For those of us who do not buy and sell crypto as an investment or store of value, such stablecoin payment methods are a practical application of crypto in our daily lives.
New proposed legislation passed by the U.S. Senate to create a regulatory framework for stablecoins arguably will help clear the way, pegging stablecoin value to the U.S. dollar. The U.S. House of Representatives already has passed similar legislation.
Most of the value seems tied to the ability to reduce interchange payments (usage fees, essentially) paid to credit card processors Visa and Mastercard, for example. By leveraging stablecoins, they can process payments at lower cost, with faster settlement, and maintain greater control over their transaction cost infrastructure.
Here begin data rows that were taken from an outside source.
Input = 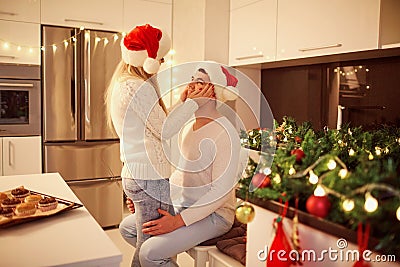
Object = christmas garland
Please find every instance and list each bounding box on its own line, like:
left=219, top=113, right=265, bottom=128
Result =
left=238, top=117, right=400, bottom=257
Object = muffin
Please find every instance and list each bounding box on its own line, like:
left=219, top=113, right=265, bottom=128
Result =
left=1, top=198, right=21, bottom=209
left=0, top=207, right=14, bottom=218
left=38, top=197, right=58, bottom=212
left=15, top=203, right=36, bottom=216
left=0, top=192, right=8, bottom=203
left=25, top=195, right=42, bottom=205
left=11, top=186, right=30, bottom=200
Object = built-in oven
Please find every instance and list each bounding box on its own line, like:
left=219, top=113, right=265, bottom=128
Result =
left=0, top=64, right=41, bottom=136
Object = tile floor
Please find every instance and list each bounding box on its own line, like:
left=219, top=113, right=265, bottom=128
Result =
left=105, top=228, right=194, bottom=267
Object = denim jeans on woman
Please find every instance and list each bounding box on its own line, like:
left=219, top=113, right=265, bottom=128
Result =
left=120, top=178, right=173, bottom=267
left=119, top=207, right=232, bottom=267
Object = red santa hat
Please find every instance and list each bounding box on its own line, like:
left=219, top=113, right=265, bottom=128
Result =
left=221, top=66, right=239, bottom=101
left=121, top=24, right=171, bottom=74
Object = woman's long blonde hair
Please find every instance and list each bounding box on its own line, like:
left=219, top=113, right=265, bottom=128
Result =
left=105, top=60, right=167, bottom=132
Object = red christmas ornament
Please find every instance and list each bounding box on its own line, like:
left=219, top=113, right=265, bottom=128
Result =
left=266, top=202, right=295, bottom=267
left=251, top=172, right=271, bottom=188
left=306, top=195, right=331, bottom=218
left=290, top=148, right=306, bottom=163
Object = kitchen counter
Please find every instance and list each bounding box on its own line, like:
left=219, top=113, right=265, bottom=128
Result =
left=0, top=173, right=122, bottom=267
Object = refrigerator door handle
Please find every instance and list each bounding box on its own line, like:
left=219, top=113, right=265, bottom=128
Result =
left=83, top=30, right=91, bottom=128
left=71, top=30, right=79, bottom=132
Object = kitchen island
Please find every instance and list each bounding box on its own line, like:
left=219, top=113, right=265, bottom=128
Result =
left=0, top=173, right=122, bottom=267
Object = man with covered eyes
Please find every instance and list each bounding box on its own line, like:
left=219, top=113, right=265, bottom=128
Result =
left=120, top=68, right=240, bottom=267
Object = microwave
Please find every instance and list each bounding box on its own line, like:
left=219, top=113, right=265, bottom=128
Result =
left=0, top=64, right=41, bottom=136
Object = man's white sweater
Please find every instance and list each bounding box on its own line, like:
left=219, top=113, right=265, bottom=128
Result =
left=110, top=79, right=198, bottom=180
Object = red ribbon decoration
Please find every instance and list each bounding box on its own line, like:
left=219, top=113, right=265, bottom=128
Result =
left=353, top=223, right=370, bottom=267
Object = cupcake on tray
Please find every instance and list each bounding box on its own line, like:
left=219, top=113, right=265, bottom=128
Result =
left=15, top=203, right=36, bottom=216
left=38, top=197, right=58, bottom=212
left=1, top=198, right=21, bottom=209
left=11, top=186, right=30, bottom=201
left=0, top=207, right=14, bottom=218
left=25, top=195, right=42, bottom=205
left=0, top=192, right=8, bottom=203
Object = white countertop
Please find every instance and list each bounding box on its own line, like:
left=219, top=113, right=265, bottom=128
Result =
left=0, top=173, right=122, bottom=267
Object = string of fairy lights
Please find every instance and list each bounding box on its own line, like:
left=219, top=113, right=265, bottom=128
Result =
left=0, top=26, right=126, bottom=53
left=0, top=26, right=175, bottom=65
left=241, top=127, right=400, bottom=221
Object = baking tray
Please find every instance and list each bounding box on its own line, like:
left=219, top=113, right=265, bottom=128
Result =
left=0, top=188, right=83, bottom=228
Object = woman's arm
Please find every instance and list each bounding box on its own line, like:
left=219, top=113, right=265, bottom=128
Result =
left=130, top=82, right=213, bottom=140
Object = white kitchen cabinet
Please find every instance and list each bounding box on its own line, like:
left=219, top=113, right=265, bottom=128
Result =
left=276, top=0, right=380, bottom=60
left=0, top=0, right=40, bottom=23
left=229, top=0, right=277, bottom=66
left=41, top=0, right=122, bottom=31
left=0, top=136, right=42, bottom=175
left=0, top=20, right=40, bottom=65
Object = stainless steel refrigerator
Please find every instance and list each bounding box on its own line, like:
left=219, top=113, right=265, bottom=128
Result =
left=42, top=26, right=123, bottom=227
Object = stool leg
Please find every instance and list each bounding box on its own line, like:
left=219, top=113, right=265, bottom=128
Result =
left=194, top=252, right=208, bottom=267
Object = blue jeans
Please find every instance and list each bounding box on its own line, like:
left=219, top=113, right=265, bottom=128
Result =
left=120, top=178, right=171, bottom=267
left=119, top=212, right=232, bottom=267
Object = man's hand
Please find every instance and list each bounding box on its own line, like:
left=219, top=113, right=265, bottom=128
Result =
left=187, top=83, right=215, bottom=99
left=125, top=198, right=135, bottom=214
left=142, top=209, right=185, bottom=235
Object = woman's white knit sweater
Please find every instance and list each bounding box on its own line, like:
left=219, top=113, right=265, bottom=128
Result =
left=110, top=79, right=198, bottom=180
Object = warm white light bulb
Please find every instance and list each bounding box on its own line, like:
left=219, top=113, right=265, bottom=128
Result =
left=308, top=170, right=319, bottom=184
left=364, top=192, right=378, bottom=212
left=396, top=207, right=400, bottom=221
left=339, top=169, right=349, bottom=179
left=375, top=147, right=382, bottom=156
left=262, top=167, right=272, bottom=175
left=314, top=185, right=326, bottom=197
left=272, top=174, right=282, bottom=184
left=327, top=159, right=336, bottom=170
left=342, top=199, right=354, bottom=211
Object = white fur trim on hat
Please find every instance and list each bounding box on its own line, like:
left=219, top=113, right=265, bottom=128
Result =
left=222, top=86, right=239, bottom=101
left=143, top=57, right=160, bottom=74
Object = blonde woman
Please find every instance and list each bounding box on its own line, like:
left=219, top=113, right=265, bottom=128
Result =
left=106, top=24, right=213, bottom=267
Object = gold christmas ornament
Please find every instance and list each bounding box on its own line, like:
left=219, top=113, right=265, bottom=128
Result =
left=235, top=202, right=255, bottom=224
Such retailer stablecoins might be considered a major boost for use of cryptocurrencies as a payment mechanism or currency. Over time, if consumers embrace the method, it also has implications for the fortunes of credit card processing networks as well as the major retailers who use the stablecoins.
Banks presumably also will have to adjust, as they are the processing network partners and actually issue credit cards, authorize and receive payments consumers make with retailers.